¿Cuántas veces sentimos que algo se pierde sin saber bien qué? Cambiar de trabajo, mudarse, separarse, crecer, tomar decisiones… todo eso también duele. ¿Qué perdemos cuando elegimos? ¿Quién no sintió temor a atravesar un proceso de duelo? ¿Se puede elegir o se impone?
El duelo es una experiencia estructurante de lo humano. Es un proceso que camina a la par de la vida. La angustia, la nostalgia, la negación, el enojo, la frustración, incluso la pérdida de sentido, forman parte de su núcleo. Todo esto no solo es esperable, sino necesario: son expresiones del esfuerzo subjetivo por
metabolizar lo perdido.
En el día a día, muchas veces tratamos de adelantarnos al dolor de una pérdida, como si eso pudiera evitar que nos duela. Por ejemplo, sentimos tristeza estando en pareja, anticipando una posible separación; o nos angustiamos por la futura pérdida de nuestros padres mientras aún están con nosotros. Incluso, mantenemos trabajos que ya no nos satisfacen, temiendo el cambio que implica dejarlos.

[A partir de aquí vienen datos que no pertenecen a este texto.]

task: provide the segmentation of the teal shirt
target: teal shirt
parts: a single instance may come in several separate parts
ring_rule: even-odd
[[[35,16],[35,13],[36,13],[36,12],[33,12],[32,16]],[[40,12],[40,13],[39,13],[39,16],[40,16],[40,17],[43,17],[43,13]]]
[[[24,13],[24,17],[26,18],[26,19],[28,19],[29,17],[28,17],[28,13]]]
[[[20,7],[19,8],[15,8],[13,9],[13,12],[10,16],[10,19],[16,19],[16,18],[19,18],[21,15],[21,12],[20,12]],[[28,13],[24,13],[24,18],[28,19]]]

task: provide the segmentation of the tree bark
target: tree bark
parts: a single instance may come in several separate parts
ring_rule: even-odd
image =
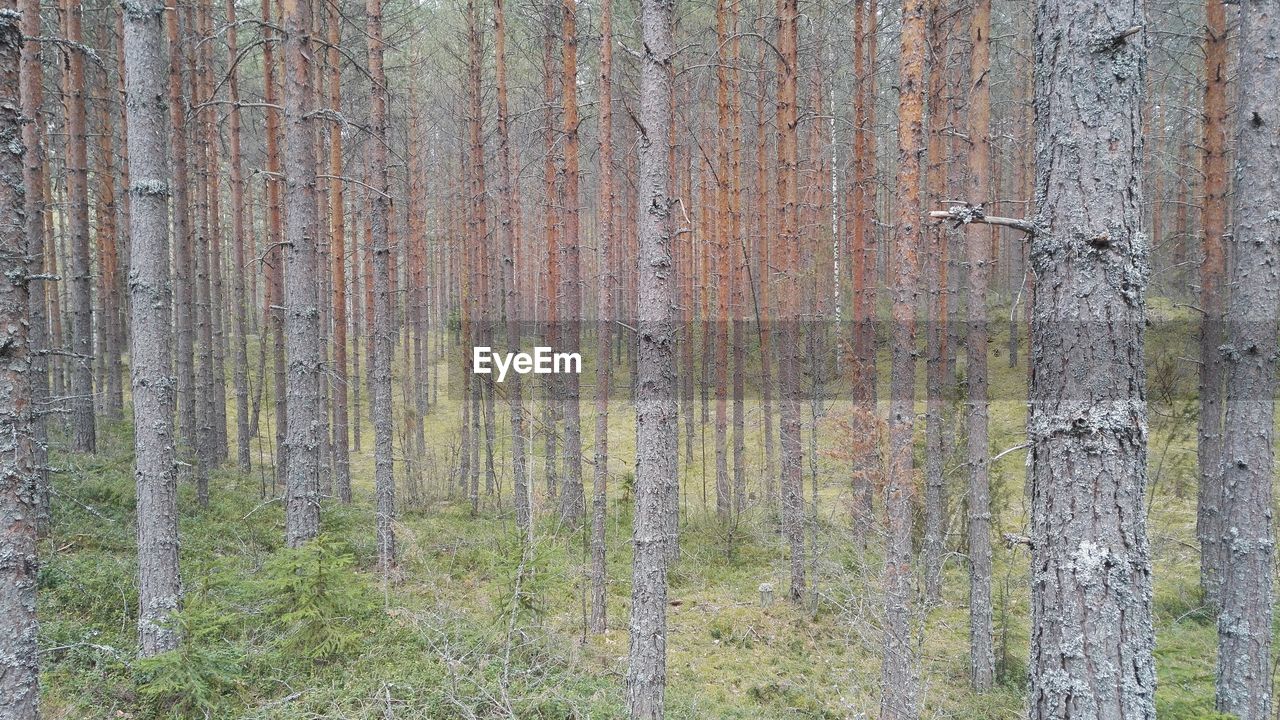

Estas estrategias de anticipación pueden parecer mecanismos de protección, pero también nos enfrentan a pérdidas reales en el presente. Al intentar evitar el dolor futuro, vivimos en micro pérdidas inconscientes, impidiéndonos estar en el presente. El duelo anticipado en estos casos puede hacernos vivir en un estado constante de ansiedad y tristeza, afectando nuestras experiencias actuales.
El duelo no es simplemente una fuerza externa que irrumpe en nuestras vidas; es un proceso profundamente personal que nos enfrenta con aspectos esenciales de nuestra identidad. El duelo tiene más que ver con uno de lo que estamos dispuestos a admitir: nos confronta con lo que nos constituía, con lo que señalaba nuestro lugar en el mundo. Y cuando eso se pierde, cuando las fichas del tablero se mueven, el juego empieza a ser otro. Y uno debe aprender a jugar desde otro lugar, con otras reglas, y muchas veces, con una identidad en proceso de reconfiguración.
Sigmund Freud, define al duelo como una reacción ante la pérdida de un objeto amado. Pero duelar no es solo despedirse del otro, sino también de quien uno era con ese otro, con ese trabajo, con ese ideal. El duelo exige una gran labor psíquica: implica aceptar una realidad dolorosa, atravesar una renuncia (que muchas veces se opone al deseo) y sostener ese proceso en el tiempo. La elaboración no es inmediata ni lineal: se da en oleadas, y con frecuencia, en medio de un gran malestar.
En terapia, el duelo aparece con frecuencia como motor de consulta. No siempre bajo ese nombre: a veces se presenta como ansiedad, vacío, síntomas en el cuerpo. Pero muchas veces lo que está en juego es una pérdida que aún no pudo nombrarse o elaborarse.
En ese proceso, lo que se busca no es “superar” sino integrar. Hacer algo con eso que ya no está. Aceptar que hay huellas que no se borran, pero que pueden reinventarse. Porque el duelo no exige olvidar, sino resignificar.
El duelo nos confronta con nuestra vulnerabilidad, pero también con nuestra capacidad de transformación. Duele aceptar que algo o alguien ya no está como antes. Duele perder también algo de uno mismo en ese proceso. Pero en ese dolor hay trabajo, elaboración, y en muchos casos, crecimiento.
Freud sostenía que, cuando puede ser tramitado, el duelo fortalece al yo. Nunca se sale igual. Porque algo muere, sí. Pero también algo nuevo puede nacer. El duelo no es solo una herida: es también un pasaje. Y como todo pasaje, implica atravesar sombras… pero también la posibilidad de una nueva forma de habitar la vida.